We are also looking at an Agent-based version of the VM Snapshot, which may alleviate the condition of freezing the server.
Is there any timeout setting or config changes that will allow BizTalk services to stay up during the snapshot process?
Not that I am aware of, however you might want to Google config options in the btsntsvc.exe.config file which is located in your BizTalk installation directory.
All messages that pass through BizTalk are written to the BizTalkMsgBoxDb and its other databases are involved if you are running tracking, BAM etc. The only service that can cache 'stuff' and handle a database outage is the Enterprise Single Sign-On (ESSO) Service. BizTalk therefore needs a persistent connection to the database server to remain 'up', hence why your Host Instance (BizTalkServerApplication) is stopping - it simply wouldn't be able to process messages if the database wasn't there.
I would add that your approach to back-ups probably isn't supported by Microsoft and I would further suggest that you seriously consider whether an approach that takes your database server offline during the backup is viable?

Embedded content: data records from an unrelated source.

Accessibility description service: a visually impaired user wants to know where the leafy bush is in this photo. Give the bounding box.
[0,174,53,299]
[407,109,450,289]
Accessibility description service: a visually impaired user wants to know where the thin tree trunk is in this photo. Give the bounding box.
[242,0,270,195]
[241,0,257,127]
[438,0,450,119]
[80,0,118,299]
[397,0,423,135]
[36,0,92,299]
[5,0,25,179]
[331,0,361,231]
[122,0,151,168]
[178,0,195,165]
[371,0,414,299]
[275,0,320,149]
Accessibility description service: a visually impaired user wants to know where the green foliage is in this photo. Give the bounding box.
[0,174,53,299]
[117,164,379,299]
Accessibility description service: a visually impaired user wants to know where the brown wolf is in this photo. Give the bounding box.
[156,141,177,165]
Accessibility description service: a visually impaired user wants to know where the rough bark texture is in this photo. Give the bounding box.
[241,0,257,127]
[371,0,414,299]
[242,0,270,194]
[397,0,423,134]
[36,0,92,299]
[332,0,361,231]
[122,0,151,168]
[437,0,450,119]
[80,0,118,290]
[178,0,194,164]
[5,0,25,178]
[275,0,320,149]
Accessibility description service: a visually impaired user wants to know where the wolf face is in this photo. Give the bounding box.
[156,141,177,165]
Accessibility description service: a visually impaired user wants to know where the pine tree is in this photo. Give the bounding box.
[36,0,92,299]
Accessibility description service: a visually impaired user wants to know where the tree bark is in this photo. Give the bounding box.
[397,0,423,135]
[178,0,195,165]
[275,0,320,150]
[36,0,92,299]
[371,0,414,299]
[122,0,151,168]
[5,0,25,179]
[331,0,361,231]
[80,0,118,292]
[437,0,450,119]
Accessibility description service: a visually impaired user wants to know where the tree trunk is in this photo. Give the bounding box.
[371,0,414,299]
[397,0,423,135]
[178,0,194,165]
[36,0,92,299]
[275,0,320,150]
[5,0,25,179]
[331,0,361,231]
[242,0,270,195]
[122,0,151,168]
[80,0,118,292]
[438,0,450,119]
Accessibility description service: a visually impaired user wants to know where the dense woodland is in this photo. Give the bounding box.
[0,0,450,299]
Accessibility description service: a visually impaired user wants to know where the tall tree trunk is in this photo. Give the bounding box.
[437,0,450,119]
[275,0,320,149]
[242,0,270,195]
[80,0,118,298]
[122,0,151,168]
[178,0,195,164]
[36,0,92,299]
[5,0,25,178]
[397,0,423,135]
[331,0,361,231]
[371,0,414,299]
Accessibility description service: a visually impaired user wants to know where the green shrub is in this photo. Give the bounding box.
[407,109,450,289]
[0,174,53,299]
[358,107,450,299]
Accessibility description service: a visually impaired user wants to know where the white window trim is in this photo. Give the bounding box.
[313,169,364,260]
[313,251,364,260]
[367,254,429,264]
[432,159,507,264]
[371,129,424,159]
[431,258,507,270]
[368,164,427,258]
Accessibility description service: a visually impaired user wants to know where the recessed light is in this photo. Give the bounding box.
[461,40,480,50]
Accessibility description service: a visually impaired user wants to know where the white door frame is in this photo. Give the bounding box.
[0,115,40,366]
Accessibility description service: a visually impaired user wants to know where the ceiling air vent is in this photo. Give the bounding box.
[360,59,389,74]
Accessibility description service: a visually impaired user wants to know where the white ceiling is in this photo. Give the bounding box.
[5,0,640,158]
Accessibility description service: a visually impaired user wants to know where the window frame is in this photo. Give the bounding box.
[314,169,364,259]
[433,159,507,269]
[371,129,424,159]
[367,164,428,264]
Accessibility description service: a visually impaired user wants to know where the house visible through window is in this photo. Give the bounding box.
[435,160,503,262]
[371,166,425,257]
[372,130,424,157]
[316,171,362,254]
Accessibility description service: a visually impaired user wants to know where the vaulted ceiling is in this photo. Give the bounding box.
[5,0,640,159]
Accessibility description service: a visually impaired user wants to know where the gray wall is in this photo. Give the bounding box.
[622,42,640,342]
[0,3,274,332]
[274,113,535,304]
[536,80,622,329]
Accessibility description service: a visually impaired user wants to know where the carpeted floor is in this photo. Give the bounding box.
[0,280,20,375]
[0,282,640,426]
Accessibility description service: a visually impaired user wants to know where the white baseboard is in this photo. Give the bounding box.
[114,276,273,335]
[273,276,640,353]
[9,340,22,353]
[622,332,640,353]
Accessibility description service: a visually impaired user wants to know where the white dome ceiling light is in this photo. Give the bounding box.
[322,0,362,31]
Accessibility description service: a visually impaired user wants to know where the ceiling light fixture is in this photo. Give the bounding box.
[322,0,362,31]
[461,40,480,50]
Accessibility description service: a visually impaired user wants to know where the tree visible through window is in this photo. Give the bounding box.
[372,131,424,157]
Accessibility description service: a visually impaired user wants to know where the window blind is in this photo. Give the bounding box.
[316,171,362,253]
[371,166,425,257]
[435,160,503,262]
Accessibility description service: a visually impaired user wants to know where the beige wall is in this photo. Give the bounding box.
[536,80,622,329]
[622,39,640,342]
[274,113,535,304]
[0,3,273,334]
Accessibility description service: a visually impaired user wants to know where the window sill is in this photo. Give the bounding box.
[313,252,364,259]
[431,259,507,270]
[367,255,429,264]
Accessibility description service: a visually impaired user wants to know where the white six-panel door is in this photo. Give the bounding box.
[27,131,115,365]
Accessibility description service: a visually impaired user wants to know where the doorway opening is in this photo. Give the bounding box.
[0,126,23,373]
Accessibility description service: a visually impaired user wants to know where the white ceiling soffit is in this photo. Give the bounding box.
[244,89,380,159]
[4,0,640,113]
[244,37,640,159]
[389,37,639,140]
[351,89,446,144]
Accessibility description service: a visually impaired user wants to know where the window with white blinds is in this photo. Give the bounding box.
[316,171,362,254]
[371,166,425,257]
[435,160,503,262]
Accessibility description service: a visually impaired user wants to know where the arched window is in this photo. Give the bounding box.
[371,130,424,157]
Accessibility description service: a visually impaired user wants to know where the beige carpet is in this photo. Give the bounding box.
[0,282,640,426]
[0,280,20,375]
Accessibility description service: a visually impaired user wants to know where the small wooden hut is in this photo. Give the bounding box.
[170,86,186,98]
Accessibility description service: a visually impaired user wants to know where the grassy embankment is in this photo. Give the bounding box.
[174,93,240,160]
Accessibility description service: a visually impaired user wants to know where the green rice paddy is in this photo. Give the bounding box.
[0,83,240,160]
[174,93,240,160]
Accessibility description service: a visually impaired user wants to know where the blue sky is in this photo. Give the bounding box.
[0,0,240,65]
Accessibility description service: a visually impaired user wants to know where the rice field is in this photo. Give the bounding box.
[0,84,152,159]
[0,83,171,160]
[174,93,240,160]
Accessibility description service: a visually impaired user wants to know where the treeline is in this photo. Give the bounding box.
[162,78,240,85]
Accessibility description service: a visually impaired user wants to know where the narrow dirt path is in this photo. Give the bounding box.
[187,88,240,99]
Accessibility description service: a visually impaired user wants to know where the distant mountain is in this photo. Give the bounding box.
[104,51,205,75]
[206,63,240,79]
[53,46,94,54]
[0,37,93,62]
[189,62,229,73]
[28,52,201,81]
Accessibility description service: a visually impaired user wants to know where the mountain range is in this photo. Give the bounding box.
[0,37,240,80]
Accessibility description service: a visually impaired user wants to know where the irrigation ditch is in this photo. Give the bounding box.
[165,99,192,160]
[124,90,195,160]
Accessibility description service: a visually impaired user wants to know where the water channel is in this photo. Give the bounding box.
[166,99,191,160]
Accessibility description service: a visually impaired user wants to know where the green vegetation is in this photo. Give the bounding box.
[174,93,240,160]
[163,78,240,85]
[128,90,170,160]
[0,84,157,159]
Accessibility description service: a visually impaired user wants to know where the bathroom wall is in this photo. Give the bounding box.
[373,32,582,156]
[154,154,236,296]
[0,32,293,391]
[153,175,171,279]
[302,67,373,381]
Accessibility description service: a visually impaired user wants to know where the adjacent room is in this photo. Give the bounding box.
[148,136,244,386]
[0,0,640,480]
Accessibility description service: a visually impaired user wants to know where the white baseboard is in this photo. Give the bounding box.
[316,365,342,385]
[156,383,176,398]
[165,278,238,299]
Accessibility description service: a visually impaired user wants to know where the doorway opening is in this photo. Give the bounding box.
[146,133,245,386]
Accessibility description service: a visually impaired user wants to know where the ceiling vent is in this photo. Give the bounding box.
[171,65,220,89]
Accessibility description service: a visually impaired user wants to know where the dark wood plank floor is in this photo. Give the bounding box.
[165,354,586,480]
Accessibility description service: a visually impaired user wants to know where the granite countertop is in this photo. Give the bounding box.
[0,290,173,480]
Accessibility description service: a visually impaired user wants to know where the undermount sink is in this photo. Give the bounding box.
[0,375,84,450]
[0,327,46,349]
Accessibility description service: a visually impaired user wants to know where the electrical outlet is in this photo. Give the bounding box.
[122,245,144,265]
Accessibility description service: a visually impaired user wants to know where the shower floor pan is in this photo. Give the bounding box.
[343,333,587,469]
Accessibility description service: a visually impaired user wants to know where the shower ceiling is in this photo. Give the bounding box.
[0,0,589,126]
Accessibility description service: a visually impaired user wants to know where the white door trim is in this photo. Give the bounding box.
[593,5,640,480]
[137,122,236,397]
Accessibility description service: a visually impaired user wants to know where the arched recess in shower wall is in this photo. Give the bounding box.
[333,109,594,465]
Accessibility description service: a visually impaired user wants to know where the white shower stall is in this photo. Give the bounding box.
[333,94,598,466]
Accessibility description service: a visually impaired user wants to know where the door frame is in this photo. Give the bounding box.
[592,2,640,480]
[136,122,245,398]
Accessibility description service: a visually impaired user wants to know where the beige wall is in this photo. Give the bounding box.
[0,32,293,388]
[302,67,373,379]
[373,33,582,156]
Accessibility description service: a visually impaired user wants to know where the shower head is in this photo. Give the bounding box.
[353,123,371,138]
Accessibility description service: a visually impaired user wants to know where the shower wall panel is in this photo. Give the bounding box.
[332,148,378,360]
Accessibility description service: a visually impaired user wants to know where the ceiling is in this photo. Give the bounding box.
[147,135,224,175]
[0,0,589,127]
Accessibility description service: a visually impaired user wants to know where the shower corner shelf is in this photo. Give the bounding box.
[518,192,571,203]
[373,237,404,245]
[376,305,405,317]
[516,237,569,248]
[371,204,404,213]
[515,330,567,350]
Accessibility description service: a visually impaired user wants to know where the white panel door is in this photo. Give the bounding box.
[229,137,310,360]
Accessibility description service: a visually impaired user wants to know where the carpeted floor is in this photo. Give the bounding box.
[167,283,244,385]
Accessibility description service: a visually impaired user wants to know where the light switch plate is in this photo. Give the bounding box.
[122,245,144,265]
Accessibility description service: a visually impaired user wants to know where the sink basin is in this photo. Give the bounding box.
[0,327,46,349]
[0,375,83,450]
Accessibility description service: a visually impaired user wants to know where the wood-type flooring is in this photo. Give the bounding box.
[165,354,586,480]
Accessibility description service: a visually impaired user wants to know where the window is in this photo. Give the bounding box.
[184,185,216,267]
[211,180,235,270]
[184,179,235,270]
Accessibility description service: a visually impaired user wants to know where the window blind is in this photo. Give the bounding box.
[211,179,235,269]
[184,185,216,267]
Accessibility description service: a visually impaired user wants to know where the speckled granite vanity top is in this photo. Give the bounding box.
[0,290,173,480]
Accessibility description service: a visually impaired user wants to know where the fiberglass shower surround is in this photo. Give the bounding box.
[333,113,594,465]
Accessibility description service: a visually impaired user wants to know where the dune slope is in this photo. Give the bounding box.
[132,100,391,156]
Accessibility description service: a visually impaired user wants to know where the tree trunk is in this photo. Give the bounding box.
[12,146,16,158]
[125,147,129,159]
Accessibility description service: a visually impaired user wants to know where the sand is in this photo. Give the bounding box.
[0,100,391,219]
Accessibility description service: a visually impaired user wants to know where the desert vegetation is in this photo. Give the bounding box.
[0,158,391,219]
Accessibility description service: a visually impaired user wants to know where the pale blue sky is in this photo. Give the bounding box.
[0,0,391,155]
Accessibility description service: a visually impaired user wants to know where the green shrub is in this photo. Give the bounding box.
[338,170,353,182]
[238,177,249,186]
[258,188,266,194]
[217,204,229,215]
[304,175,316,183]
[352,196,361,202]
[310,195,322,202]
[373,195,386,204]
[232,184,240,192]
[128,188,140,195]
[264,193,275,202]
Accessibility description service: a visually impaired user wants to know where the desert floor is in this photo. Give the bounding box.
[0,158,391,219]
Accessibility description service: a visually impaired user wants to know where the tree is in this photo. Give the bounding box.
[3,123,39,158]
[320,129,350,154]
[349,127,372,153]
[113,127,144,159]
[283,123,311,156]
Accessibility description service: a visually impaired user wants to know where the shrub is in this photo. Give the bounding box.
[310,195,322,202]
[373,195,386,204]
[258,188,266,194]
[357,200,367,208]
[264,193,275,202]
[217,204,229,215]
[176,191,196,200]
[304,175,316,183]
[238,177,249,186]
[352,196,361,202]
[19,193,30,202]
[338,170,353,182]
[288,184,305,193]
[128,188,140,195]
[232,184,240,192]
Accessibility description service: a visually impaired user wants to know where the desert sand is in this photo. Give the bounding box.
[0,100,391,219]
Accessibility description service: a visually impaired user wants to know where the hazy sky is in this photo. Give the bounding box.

BizTalk has a pretty robust backup solution for its various databases built into the product, and I would recommend that you take a look at using this supported method.
If you do need to take snapshots of the database system - say once a night - you might want to consider stopping the BizTalk Host Instances, performing the snapshot, and then re-starting the Host Instances through some scripted task.
You might also want to consider checking whether there are any hotfixes for your version of BizTalk Server included in a Cumulative Update that might help address your problem.